Hi Mario, Joshua
@Mario, thanks for your detailed response.
I'm in any way trying to challenge the fact that TiddlyWiki has no built-in datepicker functionality. I understand why it doesn't and it makes perfect sense. It would be a complex undertaking that is unlikely to meet all needs. In fact, I think that TW is actually better off without a built-in datepicker widget (less likelihood of bloat, increased bite-size as you mentioned due to various locale settings etc. and also no maintainability requirements). But the building blocks are there, so individual solutions can be built on top of the pure HTML functionality that is inherent to TW.
I was more trying to understand whether relying on the pure HTML implementation can cause problems in itself, other than consistency/compatibility. These problems could be, for instance, that in one browser/OS combination the output of <input type="date"/> would be YYYY-MM-DD and in another browser/OS combination it could be YYYY/MM/DD etc., which would create problems in that the output would need to be parsed (by filters for instance) differently depending on those combinations so that the output is made consistent with the TW format of YYYY0MM0DD0hh0mm0ssXXX before being usable. So, it might need to be more "hacky" than it should.
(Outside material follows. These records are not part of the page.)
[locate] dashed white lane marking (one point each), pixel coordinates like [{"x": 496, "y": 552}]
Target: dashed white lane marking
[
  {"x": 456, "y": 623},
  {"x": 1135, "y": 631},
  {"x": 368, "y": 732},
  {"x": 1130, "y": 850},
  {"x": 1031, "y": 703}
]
BTW, the browser/OS combination is something I haven't tested yet but assume that the output of <input type="date"/> could indeed have inconsistent formatting depending on browser/OS combination. This would then create problems even for personal wikis if used on different devices.
@Joshua, thanks for responding from a technical perspective.
I wasn't aware that the <input/> HTML entity can be removed from the DOM on refresh but widgets can actually withstand refreshes. I guess that we could work around that to some extent but again I'm not sure if it's worthwile. Anyway, thank you for linking to the additional resources, I'll have a read.